Friday, November 27, 2009

GERMANY V. ITALY LAWSUIT TO TEST SOVEREIGN IMMUNITY RULES


          A pending a lawsuit filed late last year by Germany against Italy before the International Court of Justice provides a very interesting occasion for treatment by the Court of the rules of international law pertaining to sovereign immunity.  Germany contends that Italy is violating those rules by permitting (recently via the Italian Supreme Court) the litigation of claims and entry of judgments in Italian courts (and the registration there of foreign judgments) against Germany by Italian citizens and others involving alleged wrongful actions taken by the German military and officials during World War II, such as the forced deportation of such persons to Germany and their subjection to forced labor there during the War.  Briefing is proceeding  pursuant to a Court-ordered schedule, to culminate at the end of this year, with oral arguments and a decision possible next year.  The German contentions are stated in the German application filed with the Court, equivalent to a complaint in domestic US litigation.  Germany claims that these actions of the Italian courts violate rules of international law providing for the immunity of foreign governments in the courts of another countries.
          Historically, the main exceptions recognized to that sovereign immunity have been for claims relating to actions of foreign governments constituting commercial activity.  However, more recently, some countries have also begun to assert jurisdiction over foreign states (and exceptions to sovereign immunity) for claims related to non-commercial activities, such as alleged involvement in terrorism and violations of certain international human rights.  It is on the latter basis that Italian courts have recognized jurisdiction over the claims against Germany, even approving the attachment of Italian real estate owned by German Government entities in connection with enforcement of the judgments obtained against that Government.  A number of commentators have criticized this result, and the courts of other countries have reached the opposite result.  The ICJ itself has previously sustained a sovereign-immunity-based challenge by a country to an assertion of criminal jurisdiction over one of its top national officials by other country based on the alleged involvement of that official in gross human rights violations. E.g., Dem. Rep. Congo v. Belgium.
          The outcome of the Germany v. Italy case will be of particular interest to American international lawyers, as the United States law, particularly in the Foreign Sovereign Immunities Act, (28 USC 1602-1607) and recent amendments thereto contains assertions of extraterritorial jurisdiction, including for attachment of foreign sovereign assets, and corresponding exceptions to foreign sovereign immunity (e.g., for so-called state-sponsored terrorism) that are similar in important espects to those contained in Italian law being challenged by Germany.  An interesting analysis of the pending ICJ case is provided in a recent publication of the American Society of International Law.

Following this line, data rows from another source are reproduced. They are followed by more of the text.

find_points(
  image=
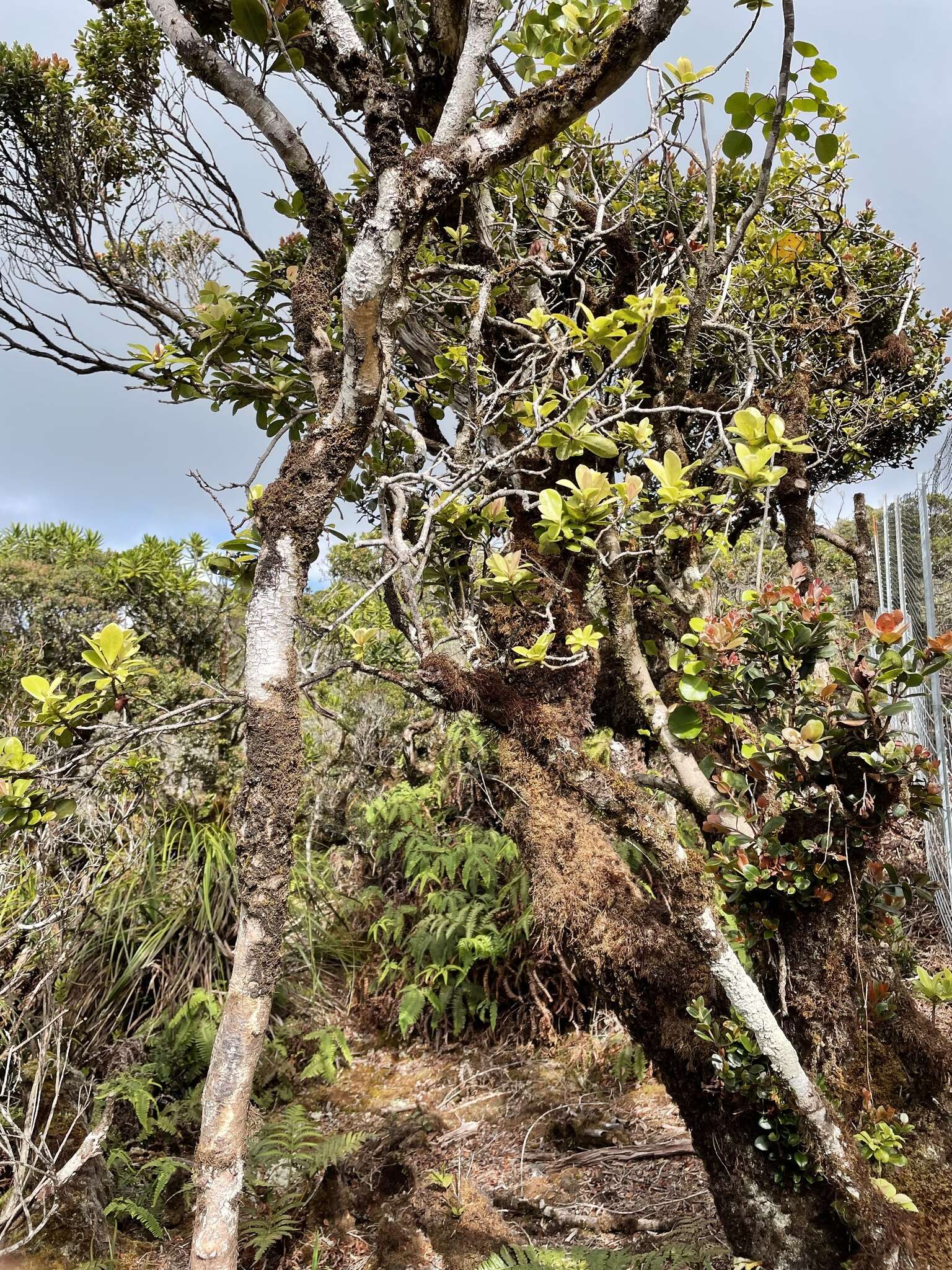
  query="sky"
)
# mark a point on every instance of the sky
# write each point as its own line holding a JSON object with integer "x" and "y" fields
{"x": 92, "y": 451}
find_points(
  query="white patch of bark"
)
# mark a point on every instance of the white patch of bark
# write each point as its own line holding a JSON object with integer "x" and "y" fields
{"x": 271, "y": 625}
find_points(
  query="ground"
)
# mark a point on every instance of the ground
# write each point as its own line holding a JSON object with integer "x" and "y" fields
{"x": 461, "y": 1132}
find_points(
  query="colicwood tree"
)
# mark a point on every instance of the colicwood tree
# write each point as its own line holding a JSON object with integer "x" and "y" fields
{"x": 562, "y": 378}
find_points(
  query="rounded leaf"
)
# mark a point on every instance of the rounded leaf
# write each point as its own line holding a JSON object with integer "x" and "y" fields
{"x": 685, "y": 723}
{"x": 827, "y": 146}
{"x": 736, "y": 145}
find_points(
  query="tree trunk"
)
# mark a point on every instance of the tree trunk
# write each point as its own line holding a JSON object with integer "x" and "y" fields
{"x": 270, "y": 802}
{"x": 640, "y": 951}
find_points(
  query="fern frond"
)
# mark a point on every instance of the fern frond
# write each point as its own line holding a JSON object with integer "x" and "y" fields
{"x": 130, "y": 1208}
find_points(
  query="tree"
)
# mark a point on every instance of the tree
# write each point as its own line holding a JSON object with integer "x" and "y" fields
{"x": 563, "y": 381}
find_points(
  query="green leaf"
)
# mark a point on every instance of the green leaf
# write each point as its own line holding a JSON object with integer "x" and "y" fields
{"x": 295, "y": 23}
{"x": 827, "y": 146}
{"x": 823, "y": 70}
{"x": 601, "y": 446}
{"x": 692, "y": 687}
{"x": 110, "y": 641}
{"x": 550, "y": 506}
{"x": 295, "y": 60}
{"x": 37, "y": 686}
{"x": 249, "y": 20}
{"x": 685, "y": 723}
{"x": 736, "y": 145}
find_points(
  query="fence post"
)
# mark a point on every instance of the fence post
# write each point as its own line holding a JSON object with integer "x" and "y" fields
{"x": 876, "y": 557}
{"x": 886, "y": 569}
{"x": 937, "y": 708}
{"x": 901, "y": 554}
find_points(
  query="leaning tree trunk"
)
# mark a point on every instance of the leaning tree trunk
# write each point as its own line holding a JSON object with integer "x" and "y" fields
{"x": 271, "y": 798}
{"x": 644, "y": 953}
{"x": 291, "y": 516}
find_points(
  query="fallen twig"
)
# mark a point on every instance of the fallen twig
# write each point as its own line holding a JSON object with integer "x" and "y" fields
{"x": 570, "y": 1219}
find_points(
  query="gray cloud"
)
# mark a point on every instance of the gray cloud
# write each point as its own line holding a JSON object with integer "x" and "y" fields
{"x": 90, "y": 451}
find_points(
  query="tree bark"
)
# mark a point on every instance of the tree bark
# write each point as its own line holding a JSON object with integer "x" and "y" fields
{"x": 640, "y": 953}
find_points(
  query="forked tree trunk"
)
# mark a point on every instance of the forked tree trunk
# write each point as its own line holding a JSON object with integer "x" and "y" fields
{"x": 643, "y": 953}
{"x": 270, "y": 802}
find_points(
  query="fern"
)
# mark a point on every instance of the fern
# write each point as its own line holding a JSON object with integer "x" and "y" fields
{"x": 332, "y": 1048}
{"x": 283, "y": 1160}
{"x": 130, "y": 1208}
{"x": 265, "y": 1230}
{"x": 293, "y": 1141}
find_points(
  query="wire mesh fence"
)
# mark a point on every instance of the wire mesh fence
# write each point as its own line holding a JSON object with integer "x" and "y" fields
{"x": 914, "y": 573}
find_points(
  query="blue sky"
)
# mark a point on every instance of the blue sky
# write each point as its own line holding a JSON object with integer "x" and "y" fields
{"x": 92, "y": 451}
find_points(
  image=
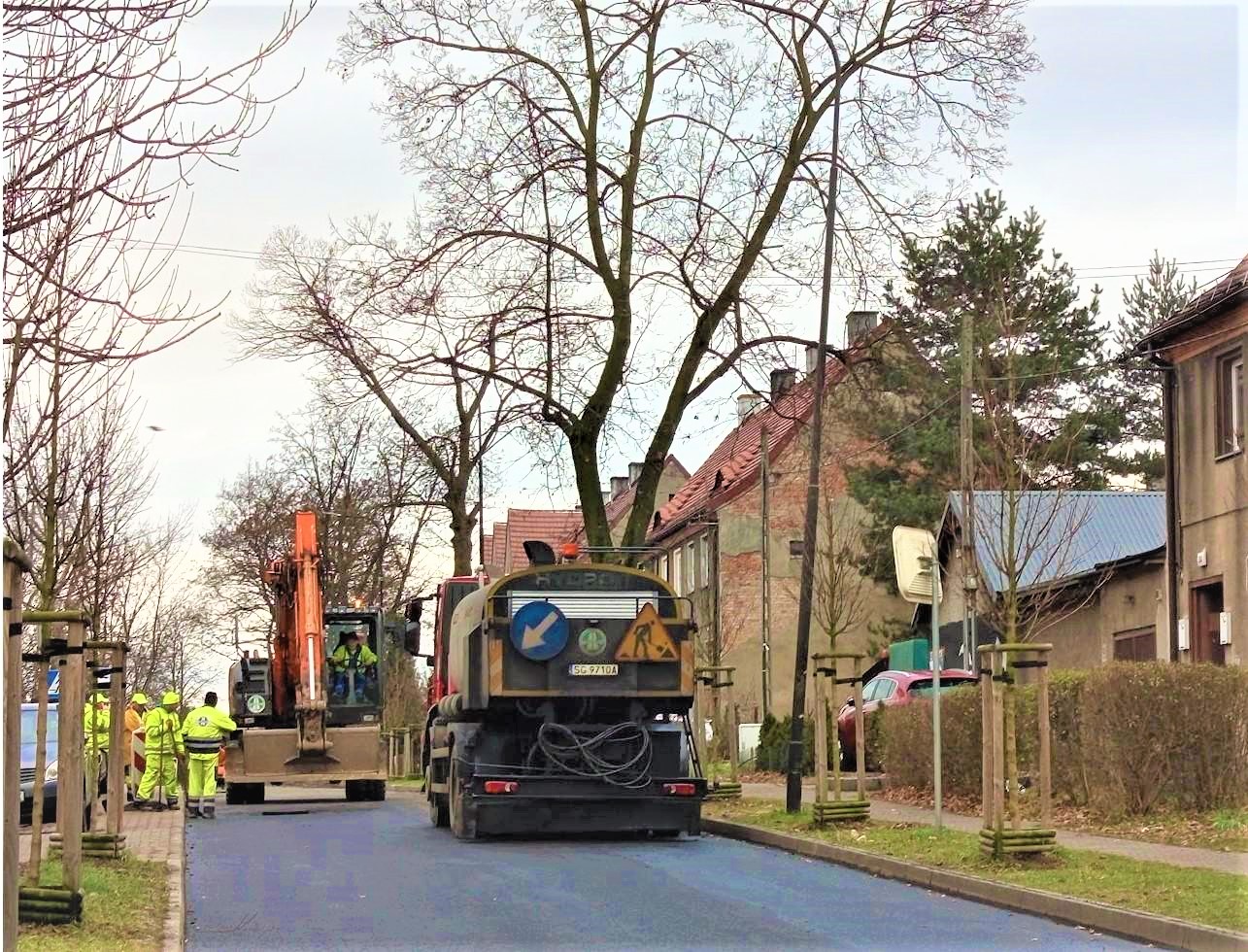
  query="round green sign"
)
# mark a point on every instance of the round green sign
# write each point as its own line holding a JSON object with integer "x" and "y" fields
{"x": 593, "y": 640}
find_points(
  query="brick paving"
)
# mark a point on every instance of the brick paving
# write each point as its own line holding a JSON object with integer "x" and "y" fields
{"x": 156, "y": 837}
{"x": 1235, "y": 863}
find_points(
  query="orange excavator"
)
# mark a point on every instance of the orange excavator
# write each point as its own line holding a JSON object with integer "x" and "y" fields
{"x": 302, "y": 715}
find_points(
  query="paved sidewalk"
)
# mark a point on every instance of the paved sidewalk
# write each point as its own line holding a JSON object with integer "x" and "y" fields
{"x": 885, "y": 810}
{"x": 157, "y": 837}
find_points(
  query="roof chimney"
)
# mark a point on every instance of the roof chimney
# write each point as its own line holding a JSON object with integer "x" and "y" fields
{"x": 811, "y": 358}
{"x": 783, "y": 378}
{"x": 859, "y": 323}
{"x": 747, "y": 403}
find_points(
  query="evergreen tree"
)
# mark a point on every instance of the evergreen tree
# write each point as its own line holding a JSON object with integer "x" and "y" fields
{"x": 1148, "y": 302}
{"x": 1038, "y": 360}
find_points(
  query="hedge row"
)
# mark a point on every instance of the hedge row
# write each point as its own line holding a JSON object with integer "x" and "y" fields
{"x": 1125, "y": 737}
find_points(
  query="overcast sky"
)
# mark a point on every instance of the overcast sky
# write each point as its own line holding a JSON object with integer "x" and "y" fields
{"x": 1130, "y": 139}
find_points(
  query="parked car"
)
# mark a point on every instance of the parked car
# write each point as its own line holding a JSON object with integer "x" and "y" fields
{"x": 890, "y": 689}
{"x": 29, "y": 711}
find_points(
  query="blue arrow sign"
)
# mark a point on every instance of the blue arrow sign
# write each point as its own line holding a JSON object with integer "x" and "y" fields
{"x": 539, "y": 630}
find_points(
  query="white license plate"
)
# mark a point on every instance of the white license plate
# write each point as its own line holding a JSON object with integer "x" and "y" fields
{"x": 593, "y": 670}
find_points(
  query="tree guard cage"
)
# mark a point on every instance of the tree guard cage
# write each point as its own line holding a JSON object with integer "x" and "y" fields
{"x": 839, "y": 807}
{"x": 997, "y": 666}
{"x": 719, "y": 683}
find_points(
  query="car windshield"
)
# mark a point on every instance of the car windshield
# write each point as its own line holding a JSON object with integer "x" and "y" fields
{"x": 924, "y": 689}
{"x": 27, "y": 727}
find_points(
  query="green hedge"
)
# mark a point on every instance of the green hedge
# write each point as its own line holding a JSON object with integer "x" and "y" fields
{"x": 1125, "y": 737}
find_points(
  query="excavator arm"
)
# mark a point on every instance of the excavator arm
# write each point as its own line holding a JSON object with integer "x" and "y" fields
{"x": 298, "y": 643}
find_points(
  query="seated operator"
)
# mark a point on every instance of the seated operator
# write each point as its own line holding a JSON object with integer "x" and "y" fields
{"x": 354, "y": 655}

Thursday, November 26, 2009

SUMMARY JUDGMENT FOR FIRM CLIENTS IN CASE INVOLVING BANKING AND FINANCIAL INSTRUMENTS REGULATIONS


A Fulton County, GA Superior Court judge recently awarded summary judgment to clients of the Roger C. Wilson Law Firm on all claims by those clients in a case involving state and federal banking and financial instruments regulations, and state law rules governing administration of estates.  Judge Alford Dempsey entered summary judgment in favor of Firm clients Mark and Reid Tuvim, acting individually and as administrators of their mother's estate, ruling that a number of financial instruments made by the Tuvims' deceased mother were properly assets of the estate and did not pass to a corporate entity under purported terms of the underlying instruments.  This followed a ruling of the Georgia Supreme Court earlier this year also in favor of the Firm clients, in which the Supreme Court reversed a trial court's earlier rulings and verdict to the contrary.  (The case was transferred to Judge Dempsey after appeal, solely as part of an administrative re-allocation of cases in the Superior Court, having nothing to do with this case.)  In a ruling of first impression in important respects, a majority of the Supreme Court agreed with the Tuvims' argument that to transfer those assets to a corporate entity would in the circumstances of this case directly contravene federal and state banking and financial instruments laws.  The Court also sided with the Tuvims in their arguments that equitable doctrines such as cy pres, constructive trust, and unjust enrichment were not properly applicable to circumvent these state and federal financial rules.  After remand by the Supreme Court, further litigation ensued over certain aspects of these issues.  Upon further briefing and oral arguments, Judge Dempsey ruled in favor of the Tuvims on all claims.

TRAGIC VICTIMS OF OVER-CRIMINALIZATION AND OVER-FEDERALIZATION


Although they occurred in the summer, another review of the videotape of the U.S. Congressional hearings on over-criminalization of conduct and over-federalization of criminal law, and the heartbreaking testimony therein by several individual citizens whose lives were destroyed by a marauding federal criminal law enforcement regime, suggests the need to post a link to those hearings, which makes available the written statements submitted by prominent experts and the oral testimony given by those experts as well as, harrowingly, by two private citizens from Middle America Central Casting.  In addition to the fine analyses provided by the experts, including former high-ranking federal law enforcement officials Richard Thornburgh and Stephen A. Saltzburg, there is the unforgettable testimony of Kathy Norris (beginning at elapsed time 41:50 of the hearings video) and Krister Evertson (beginning at 55:15), the two individuals whose lives were devastated by overreaching federal law enforcement agents and prosecutors.  No one genuinely concerned about individual civil liberties in modern America can watch this testimony without a sinking stomach.